Poetic Style
Reading poetry is always more challenging than reading prose. Poets employ figurative language more intensively than most prose writers do, they leave much for readers to infer, and in many poetic traditions (including those of England and America in the relatively recent past) their language is deliberately archaic. Here, for example, are the first two stanzas of Thomas Gray’s Elegy Written in a Country Churchyard:
The curfew tolls the knell of parting day,
The lowing herd wind slowly o’er the lea,
The plowman homeward plods his weary way,
And leaves the world to darkness and to me.
Now fades the glimmering landscape on the sight,
And all the air a solemn stillness holds,
Save where the beetle wheels his droning flight,
And drowsy tinklings lull the distant folds.
Gray’s eighteenth-century masterpiece has stylistic features rarely found in prose of that time.

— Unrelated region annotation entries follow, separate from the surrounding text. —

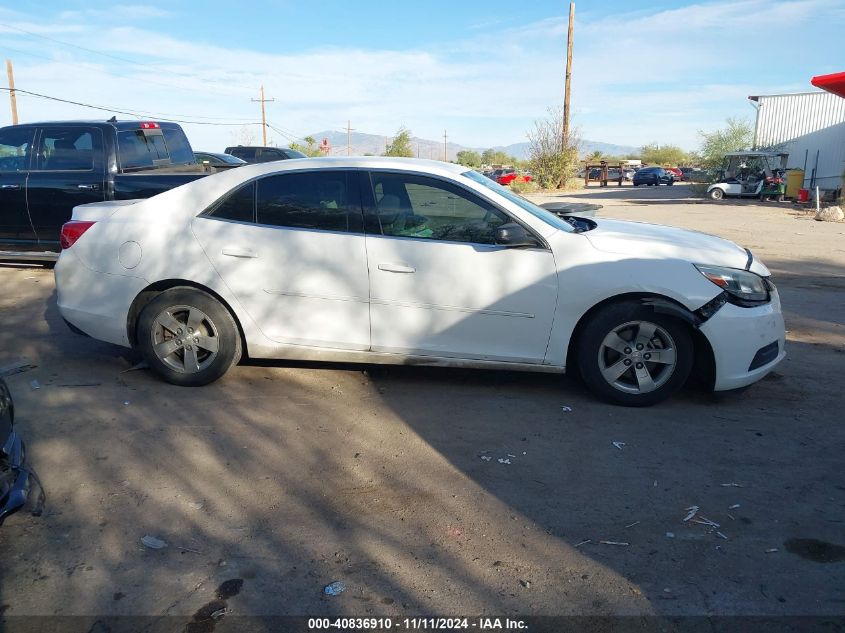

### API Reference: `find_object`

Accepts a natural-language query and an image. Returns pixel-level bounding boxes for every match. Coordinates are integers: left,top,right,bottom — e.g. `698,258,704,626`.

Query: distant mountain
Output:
310,130,639,160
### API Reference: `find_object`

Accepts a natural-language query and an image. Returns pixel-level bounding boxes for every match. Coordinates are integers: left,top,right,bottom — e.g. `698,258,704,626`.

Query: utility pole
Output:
562,2,575,147
6,59,18,125
253,85,275,147
558,2,575,188
346,121,353,156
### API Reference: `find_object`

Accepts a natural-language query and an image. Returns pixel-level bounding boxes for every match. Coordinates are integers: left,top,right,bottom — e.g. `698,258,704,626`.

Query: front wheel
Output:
576,302,694,407
137,288,241,387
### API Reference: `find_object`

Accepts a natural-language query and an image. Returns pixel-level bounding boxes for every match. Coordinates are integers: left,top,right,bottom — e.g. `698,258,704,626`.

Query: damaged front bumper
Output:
0,430,33,524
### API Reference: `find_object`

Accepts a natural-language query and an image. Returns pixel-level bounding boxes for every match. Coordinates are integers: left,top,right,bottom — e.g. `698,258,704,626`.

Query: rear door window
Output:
34,126,103,171
0,128,35,171
117,129,171,171
203,181,255,222
256,171,363,233
161,124,194,165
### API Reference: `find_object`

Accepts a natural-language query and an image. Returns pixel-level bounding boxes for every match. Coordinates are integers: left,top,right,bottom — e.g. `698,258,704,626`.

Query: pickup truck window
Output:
161,126,196,165
117,130,171,171
35,127,101,171
0,128,35,171
203,182,255,222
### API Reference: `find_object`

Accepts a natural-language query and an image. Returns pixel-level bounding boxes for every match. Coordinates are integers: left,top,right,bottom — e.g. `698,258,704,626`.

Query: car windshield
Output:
462,171,575,233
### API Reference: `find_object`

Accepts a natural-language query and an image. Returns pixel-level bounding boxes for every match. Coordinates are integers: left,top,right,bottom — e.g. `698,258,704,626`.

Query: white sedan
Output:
55,158,785,406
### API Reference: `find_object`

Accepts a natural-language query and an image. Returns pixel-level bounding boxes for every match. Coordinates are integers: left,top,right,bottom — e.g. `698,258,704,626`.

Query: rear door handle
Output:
223,246,258,259
378,263,417,273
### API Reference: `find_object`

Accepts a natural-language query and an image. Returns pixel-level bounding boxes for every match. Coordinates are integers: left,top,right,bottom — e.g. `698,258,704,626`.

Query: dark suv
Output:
634,167,675,187
226,145,308,163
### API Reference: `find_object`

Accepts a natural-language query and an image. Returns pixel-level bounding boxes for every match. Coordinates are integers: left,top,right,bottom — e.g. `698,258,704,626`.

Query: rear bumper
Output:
701,290,786,391
0,431,32,523
55,249,147,347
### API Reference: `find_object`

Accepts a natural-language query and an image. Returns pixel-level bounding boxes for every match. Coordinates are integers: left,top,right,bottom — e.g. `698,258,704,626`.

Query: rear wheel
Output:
137,288,241,387
577,302,693,407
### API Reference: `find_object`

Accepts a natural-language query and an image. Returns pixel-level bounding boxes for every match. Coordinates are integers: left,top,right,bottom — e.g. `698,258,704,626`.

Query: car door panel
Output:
366,172,557,363
0,128,36,250
27,126,106,250
192,171,370,351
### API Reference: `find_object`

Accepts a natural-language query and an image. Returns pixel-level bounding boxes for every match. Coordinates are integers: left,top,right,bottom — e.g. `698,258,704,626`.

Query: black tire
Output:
136,287,241,387
575,301,694,407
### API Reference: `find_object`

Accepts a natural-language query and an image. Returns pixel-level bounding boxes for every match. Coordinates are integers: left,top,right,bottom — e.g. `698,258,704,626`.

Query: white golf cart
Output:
707,151,789,200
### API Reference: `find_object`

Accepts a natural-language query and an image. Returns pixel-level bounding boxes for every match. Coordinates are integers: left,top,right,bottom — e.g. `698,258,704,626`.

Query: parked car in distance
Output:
0,378,30,524
633,167,675,187
0,119,208,261
194,152,247,171
55,157,785,406
226,145,308,163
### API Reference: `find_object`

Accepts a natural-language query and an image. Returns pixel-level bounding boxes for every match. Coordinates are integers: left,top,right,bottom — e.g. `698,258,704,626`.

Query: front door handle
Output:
223,246,258,259
378,263,417,273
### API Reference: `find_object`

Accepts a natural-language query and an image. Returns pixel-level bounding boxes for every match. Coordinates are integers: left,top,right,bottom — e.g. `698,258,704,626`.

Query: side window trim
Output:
195,177,258,225
361,169,551,251
203,167,366,235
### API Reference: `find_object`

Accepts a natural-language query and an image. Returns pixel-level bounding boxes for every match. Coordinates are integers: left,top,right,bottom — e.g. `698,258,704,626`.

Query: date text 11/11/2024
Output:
308,618,528,631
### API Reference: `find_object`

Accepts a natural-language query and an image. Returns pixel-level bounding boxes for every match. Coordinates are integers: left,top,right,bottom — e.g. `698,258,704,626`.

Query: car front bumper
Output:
0,431,32,524
701,290,786,391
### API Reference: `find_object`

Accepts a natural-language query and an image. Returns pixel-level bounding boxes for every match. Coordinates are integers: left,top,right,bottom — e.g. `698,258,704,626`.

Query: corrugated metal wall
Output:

The contraction o’er ‘over’, dialectal in origin, is rare outside of poetry, and lea, from Old English lēah‘pasture, meadow’, had been an almost exclusively poetic word for centuries.
Further, the word-order of this passage makes it look strange to the modern eye. In line 3 an adverbial element (homeward) comes where it does not normally occur, line 5 has the word-order Verb-Subject, and line 6 has Subject . . . Verb. These three divergences from Modern English word-order would make good Old English, as you remember from Chapter 12. Gray’s use of such archaisms is typical of the poetic idiom of his time, and although that idiom is now out of favor, we still recognize it with no difficulty.
Old English poetry employs a number of words that are rarely or never found in prose, and its syntax differs from that of prose in several respects. The result of these differences is that there is a distinctively poetic Old English idiom, which probably was as easily recognizable to Englishmen of that time as Gray’s poetic idiom is to us.